[Editor's note: For additional reading on the topics discussed in this article, see Using a multicore RTOS for DSP applications.]
You may find that your best time to market, cost, and performance will come from a heterogeneous processor architecture—that is, a processor that includes both general-purpose processor (GPP) and digital signal processor (DSP) cores. Combining two or more processors into your design allows you to draw on the strengths of both, increasing your overall efficiency. Such a design, however, introduces new challenges to the software designer. How will you partition the system for optimal loading levels between the processors? How will you perform scheduling on independent processors to ensure dependent activities are executed in order and with the lowest latency? And how can you optimize inter-processor communications so that the computational benefits of a heterogeneous design are not lost to data-transfer overhead?
In this article, we will examine how to program a heterogeneous processor architecture based on the proven method of the Remote Procedure Call (RPC). We will examine how this method addresses the concerns listed above. We also explain how the RPC introduces some pitfalls, and show how they may be avoided.

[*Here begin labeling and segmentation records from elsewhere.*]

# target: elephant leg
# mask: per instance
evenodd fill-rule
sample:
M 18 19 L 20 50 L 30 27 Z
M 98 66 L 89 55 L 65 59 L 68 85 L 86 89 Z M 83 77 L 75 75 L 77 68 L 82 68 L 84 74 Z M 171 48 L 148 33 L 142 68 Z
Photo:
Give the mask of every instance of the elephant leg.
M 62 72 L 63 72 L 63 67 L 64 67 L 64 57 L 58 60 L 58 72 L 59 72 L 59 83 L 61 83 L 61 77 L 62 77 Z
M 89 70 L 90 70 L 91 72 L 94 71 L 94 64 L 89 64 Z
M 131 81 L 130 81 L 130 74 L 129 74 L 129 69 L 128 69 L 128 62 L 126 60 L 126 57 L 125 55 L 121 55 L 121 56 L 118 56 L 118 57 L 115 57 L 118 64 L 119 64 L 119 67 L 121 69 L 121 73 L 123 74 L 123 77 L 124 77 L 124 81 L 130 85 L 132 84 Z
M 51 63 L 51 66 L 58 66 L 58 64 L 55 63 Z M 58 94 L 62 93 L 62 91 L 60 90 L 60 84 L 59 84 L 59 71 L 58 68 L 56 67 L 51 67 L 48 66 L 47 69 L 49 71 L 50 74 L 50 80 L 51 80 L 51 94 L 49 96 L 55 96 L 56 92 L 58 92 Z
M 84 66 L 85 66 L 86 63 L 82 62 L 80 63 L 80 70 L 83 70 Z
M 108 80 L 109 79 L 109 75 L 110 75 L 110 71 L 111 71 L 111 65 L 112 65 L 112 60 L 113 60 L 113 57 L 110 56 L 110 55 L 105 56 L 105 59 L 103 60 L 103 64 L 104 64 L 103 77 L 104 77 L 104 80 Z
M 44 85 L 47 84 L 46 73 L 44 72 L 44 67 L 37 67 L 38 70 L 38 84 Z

Remote Procedure Call basics
The first widespread usage of the Remote Procedure Call concept was in the UNIX operating system in the 1980s, though its usage dates back at least to the 1970s. Whereas a Local Procedure Call (LPC), also known as a function call or subroutine, is executed on the processor that issues the command, a Remote Procedure Call (RPC) is a command executed on a different processor.
In the terminology of the RPC, the command-issuing processor is known as the Client and the command-executing processor is known as the Server (see Figure 1). The Client sends the command and its parameters to the Server over a physical communications medium, possibly employing some kind of communications protocol or stack. We will refer to this physical medium and communications protocol as the Inter-Processor Communications (IPC) Layer. In the case of computers, this layer is typically a network. For embedded processors, there are many options for implementing this layer, such as a PCI bus, serial or parallel data port, or shared memory. Once the server completes execution of the command, it sends a message back through the IPC Layer to the Client, providing any return values of the procedure.
1. A simplified view of the RPC software layers.
The actual RPC mechanism is implemented through stub functions. There is a client stub function and a server stub function for every remote procedure. The application calls the client stub function just as it would make a local procedure call. However, instead of performing the requested function, the client stub packages the command and any needed parameters into a message and accesses the IPC layer to send the message. The IPC layer on the server device receives the message and passes it to the server stub. The server stub then unpacks the command and parameters from the message and makes the function call, acting as a remote proxy for the application. When the function returns, the server stub packages any return values into a return message which it sends via the IPC back to the client stub, which then returns the values to the application.